Data provenance

Overview

Teaching: 10 min
Exercises: 20 min

Questions

How can keep track of my data processing steps?

Objectives

Automate the process of recording the history of what was entered at the command line to produce a given data file or image.

What is provenance?

Provenance is the history record of an object. The term has been used long before data scientists latched onto it to refer to the history record of piece of art such as who owned it and where has it been? What restorations were made to it? When was the frame changed?

We want to know the same details about data. Where did it come from? What changes have been made to it?

Provenance capture is a big part of implementing FAIR data practices: Findable, Accessible, Interoperable, and Reusable. See:

Wilkinson, M., Dumontier, M., Aalbersberg, I. et al. The FAIR Guiding Principles for scientific data management and stewardship. Sci Data 3, 160018 (2016). https://doi.org/10.1038/sdata.2016.18
The Turing Way: The Fair Principles and Practices

How do you capture provenance?

There are many ways you can record provenance records but here is a way we can do that in our command line program - plot_precipitation_climatology.py - that calculates and plots the precipitation climatology for a given season.

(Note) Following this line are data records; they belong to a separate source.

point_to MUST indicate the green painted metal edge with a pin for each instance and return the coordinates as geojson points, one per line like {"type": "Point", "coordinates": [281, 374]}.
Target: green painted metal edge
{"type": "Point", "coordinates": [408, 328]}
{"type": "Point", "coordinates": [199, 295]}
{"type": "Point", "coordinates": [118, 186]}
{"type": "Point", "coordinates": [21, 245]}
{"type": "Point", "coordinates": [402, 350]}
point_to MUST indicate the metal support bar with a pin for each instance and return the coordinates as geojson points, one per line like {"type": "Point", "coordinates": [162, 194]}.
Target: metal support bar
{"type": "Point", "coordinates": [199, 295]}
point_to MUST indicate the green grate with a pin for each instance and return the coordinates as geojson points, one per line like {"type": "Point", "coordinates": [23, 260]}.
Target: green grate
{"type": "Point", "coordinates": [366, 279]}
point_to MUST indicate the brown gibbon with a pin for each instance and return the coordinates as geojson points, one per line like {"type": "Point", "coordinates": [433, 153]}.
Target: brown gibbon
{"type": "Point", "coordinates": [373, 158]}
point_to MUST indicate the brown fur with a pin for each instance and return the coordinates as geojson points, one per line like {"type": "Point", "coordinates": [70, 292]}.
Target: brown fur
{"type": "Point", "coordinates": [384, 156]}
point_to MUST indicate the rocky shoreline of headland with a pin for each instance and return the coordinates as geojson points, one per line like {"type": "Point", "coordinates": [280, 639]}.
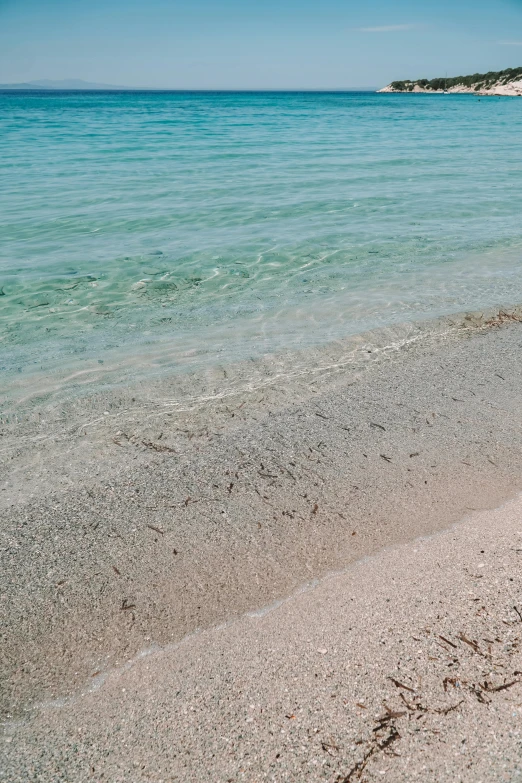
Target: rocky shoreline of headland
{"type": "Point", "coordinates": [507, 83]}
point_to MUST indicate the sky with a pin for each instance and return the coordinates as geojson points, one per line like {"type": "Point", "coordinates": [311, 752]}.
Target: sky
{"type": "Point", "coordinates": [256, 44]}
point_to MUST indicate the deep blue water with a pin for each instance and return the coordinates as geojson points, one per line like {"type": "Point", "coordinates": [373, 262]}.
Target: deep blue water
{"type": "Point", "coordinates": [205, 227]}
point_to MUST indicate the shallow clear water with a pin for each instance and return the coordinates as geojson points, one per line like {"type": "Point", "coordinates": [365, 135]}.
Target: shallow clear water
{"type": "Point", "coordinates": [174, 230]}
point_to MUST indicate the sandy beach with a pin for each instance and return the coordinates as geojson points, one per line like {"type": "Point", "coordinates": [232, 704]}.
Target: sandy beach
{"type": "Point", "coordinates": [268, 586]}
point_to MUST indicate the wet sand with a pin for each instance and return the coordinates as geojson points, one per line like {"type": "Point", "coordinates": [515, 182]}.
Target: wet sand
{"type": "Point", "coordinates": [143, 530]}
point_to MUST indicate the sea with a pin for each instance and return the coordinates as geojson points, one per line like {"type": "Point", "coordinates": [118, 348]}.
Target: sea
{"type": "Point", "coordinates": [151, 233]}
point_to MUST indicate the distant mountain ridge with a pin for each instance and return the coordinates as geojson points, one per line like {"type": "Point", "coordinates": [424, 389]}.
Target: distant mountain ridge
{"type": "Point", "coordinates": [508, 82]}
{"type": "Point", "coordinates": [62, 84]}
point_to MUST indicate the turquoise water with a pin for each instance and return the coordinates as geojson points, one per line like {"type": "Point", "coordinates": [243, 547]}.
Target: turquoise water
{"type": "Point", "coordinates": [175, 230]}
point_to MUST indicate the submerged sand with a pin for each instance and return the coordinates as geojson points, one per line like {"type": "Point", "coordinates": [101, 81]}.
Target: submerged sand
{"type": "Point", "coordinates": [138, 533]}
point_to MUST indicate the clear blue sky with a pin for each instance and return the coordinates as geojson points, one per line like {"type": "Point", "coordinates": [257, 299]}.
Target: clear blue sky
{"type": "Point", "coordinates": [256, 43]}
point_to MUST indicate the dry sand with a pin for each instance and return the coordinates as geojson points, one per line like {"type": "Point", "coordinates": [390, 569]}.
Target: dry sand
{"type": "Point", "coordinates": [405, 667]}
{"type": "Point", "coordinates": [151, 533]}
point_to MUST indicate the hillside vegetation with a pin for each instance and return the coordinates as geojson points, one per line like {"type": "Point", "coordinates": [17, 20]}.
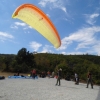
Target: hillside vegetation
{"type": "Point", "coordinates": [25, 61]}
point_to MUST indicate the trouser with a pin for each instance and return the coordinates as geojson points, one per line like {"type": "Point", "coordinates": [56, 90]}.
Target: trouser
{"type": "Point", "coordinates": [77, 80]}
{"type": "Point", "coordinates": [89, 81]}
{"type": "Point", "coordinates": [58, 80]}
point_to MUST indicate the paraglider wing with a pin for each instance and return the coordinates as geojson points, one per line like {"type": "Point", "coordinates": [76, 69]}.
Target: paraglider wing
{"type": "Point", "coordinates": [38, 20]}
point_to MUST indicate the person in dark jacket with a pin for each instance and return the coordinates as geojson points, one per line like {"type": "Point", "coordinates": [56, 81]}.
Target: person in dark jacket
{"type": "Point", "coordinates": [89, 80]}
{"type": "Point", "coordinates": [59, 77]}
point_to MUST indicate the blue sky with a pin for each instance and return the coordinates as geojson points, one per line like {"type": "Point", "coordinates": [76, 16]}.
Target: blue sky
{"type": "Point", "coordinates": [77, 22]}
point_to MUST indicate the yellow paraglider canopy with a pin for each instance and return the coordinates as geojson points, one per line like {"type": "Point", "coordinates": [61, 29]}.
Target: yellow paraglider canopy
{"type": "Point", "coordinates": [38, 20]}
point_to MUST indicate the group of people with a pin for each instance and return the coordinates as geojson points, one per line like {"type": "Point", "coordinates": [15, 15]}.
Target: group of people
{"type": "Point", "coordinates": [89, 78]}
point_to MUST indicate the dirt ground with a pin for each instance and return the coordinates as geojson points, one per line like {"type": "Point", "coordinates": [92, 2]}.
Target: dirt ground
{"type": "Point", "coordinates": [6, 74]}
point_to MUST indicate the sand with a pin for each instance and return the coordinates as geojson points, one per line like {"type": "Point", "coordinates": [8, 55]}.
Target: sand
{"type": "Point", "coordinates": [45, 89]}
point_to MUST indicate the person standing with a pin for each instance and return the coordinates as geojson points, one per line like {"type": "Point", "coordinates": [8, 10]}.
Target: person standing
{"type": "Point", "coordinates": [76, 79]}
{"type": "Point", "coordinates": [89, 80]}
{"type": "Point", "coordinates": [33, 73]}
{"type": "Point", "coordinates": [59, 77]}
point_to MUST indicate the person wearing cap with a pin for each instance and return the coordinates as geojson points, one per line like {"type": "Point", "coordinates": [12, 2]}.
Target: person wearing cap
{"type": "Point", "coordinates": [59, 77]}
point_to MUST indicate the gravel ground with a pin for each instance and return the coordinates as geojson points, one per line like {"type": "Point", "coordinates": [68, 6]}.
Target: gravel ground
{"type": "Point", "coordinates": [45, 89]}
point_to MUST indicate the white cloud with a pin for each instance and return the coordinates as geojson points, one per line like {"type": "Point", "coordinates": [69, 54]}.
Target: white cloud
{"type": "Point", "coordinates": [34, 45]}
{"type": "Point", "coordinates": [20, 24]}
{"type": "Point", "coordinates": [85, 38]}
{"type": "Point", "coordinates": [54, 4]}
{"type": "Point", "coordinates": [5, 36]}
{"type": "Point", "coordinates": [91, 19]}
{"type": "Point", "coordinates": [46, 49]}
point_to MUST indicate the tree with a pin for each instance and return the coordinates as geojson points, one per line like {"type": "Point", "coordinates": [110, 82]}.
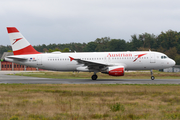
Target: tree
{"type": "Point", "coordinates": [65, 50]}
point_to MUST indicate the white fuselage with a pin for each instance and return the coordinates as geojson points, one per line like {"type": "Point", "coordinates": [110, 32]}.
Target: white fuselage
{"type": "Point", "coordinates": [61, 61]}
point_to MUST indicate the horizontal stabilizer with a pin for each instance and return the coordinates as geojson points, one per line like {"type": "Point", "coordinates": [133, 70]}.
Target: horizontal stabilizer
{"type": "Point", "coordinates": [16, 58]}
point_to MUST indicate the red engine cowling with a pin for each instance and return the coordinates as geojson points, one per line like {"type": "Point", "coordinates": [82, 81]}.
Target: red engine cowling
{"type": "Point", "coordinates": [116, 71]}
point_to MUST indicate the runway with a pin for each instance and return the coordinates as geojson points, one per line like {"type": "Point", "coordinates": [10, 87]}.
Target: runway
{"type": "Point", "coordinates": [33, 80]}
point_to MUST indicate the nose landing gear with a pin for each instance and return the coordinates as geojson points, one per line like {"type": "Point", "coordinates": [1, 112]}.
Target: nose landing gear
{"type": "Point", "coordinates": [94, 77]}
{"type": "Point", "coordinates": [152, 77]}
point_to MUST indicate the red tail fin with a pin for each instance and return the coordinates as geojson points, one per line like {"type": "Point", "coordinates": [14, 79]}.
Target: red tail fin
{"type": "Point", "coordinates": [19, 43]}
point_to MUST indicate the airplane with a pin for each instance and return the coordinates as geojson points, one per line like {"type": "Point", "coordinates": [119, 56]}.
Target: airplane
{"type": "Point", "coordinates": [112, 63]}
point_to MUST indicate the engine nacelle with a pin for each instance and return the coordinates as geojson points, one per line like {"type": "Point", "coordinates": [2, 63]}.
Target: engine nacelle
{"type": "Point", "coordinates": [115, 71]}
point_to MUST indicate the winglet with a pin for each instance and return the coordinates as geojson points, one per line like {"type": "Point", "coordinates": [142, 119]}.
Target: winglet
{"type": "Point", "coordinates": [71, 59]}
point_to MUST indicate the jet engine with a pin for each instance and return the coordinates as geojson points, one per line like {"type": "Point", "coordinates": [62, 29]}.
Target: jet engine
{"type": "Point", "coordinates": [115, 71]}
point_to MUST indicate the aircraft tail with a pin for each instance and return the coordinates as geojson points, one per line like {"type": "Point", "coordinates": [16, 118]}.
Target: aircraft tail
{"type": "Point", "coordinates": [20, 45]}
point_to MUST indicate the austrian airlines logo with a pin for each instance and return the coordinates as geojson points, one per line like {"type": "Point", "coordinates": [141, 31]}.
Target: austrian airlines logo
{"type": "Point", "coordinates": [138, 56]}
{"type": "Point", "coordinates": [15, 40]}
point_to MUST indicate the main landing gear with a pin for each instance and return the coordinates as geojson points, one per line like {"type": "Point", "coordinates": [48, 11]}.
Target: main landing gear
{"type": "Point", "coordinates": [94, 77]}
{"type": "Point", "coordinates": [152, 77]}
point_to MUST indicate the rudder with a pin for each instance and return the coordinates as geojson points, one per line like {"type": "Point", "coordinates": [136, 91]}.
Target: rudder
{"type": "Point", "coordinates": [20, 45]}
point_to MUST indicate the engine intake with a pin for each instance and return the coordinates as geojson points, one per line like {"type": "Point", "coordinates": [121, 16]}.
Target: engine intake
{"type": "Point", "coordinates": [115, 71]}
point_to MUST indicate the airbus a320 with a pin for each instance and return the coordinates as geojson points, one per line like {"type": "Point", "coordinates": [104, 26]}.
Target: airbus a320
{"type": "Point", "coordinates": [111, 63]}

The last step is to capture the provenance of plots we create. In other words, we need a log of all the data processing steps that were taken from the intial download of the data file to the end result (i.e. the .png image).

The simplest way to do this is to follow the lead of the NCO and CDO command line tools, which insert a record of what was executed at the command line into the history attribute of the output netCDF file.

Example:

import xarray as xr

csiro_pr_file = 'data/pr_Amon_CSIRO-Mk3-6-0_historical_r1i1p1_200101-200512.nc'
dset = xr.open_dataset(csiro_pr_file)

print(dset.attrs['history'])

Fri Dec  8 10:05:56 2017: ncatted -O -a history,pr,d,, pr_Amon_CSIRO-Mk3-6-0_historical_r1i1p1_200101-200512.nc
Fri Dec 01 08:01:43 2017: cdo seldate,2001-01-01,2005-12-31 /g/data/ua6/DRSv2/CMIP5/CSIRO-Mk3-6-0/historical/mon/atmos/r1i1p1/pr/latest/pr_Amon_CSIRO-Mk3-6-0_historical_r1i1p1_185001-200512.nc pr_Amon_CSIRO-Mk3-6-0_historical_r1i1p1_200101-200512.nc
2011-07-27T02:26:04Z CMOR rewrote data to comply with CF standards and CMIP5 requirements.

Fortunately, there is a Python package called cmdline-provenance that creates NCO/CDO-style records of what was executed at the command line. We can use it to generate a new command line record:

import cmdline_provenance as cmdprov
new_record = cmdprov.new_log()
print(new_record)

2017-12-08T14:05:34: /Applications/anaconda/envs/pyaos-lesson/bin/python /Applications/anaconda/envs/pyaos-lesson/lib/python3.6/site-packages/ipykernel_launcher.py -f /Users/dirving/Library/Jupyter/runtime/kernel-7183ce41-9fd9-4d30-9e46-a0d16bc9bd5e.json

(i.e. This is the command that was run to launch the jupyter notebook we’re using.)

Generate a log file

In order to capture the complete provenance of the precipitation plot, add a few lines of code to the end of the main function in plot_precipitation_climatology.py so that it:

Extracts the history attribute from the input file and combines it with the current command line entry (using the cmdprov.new_log function)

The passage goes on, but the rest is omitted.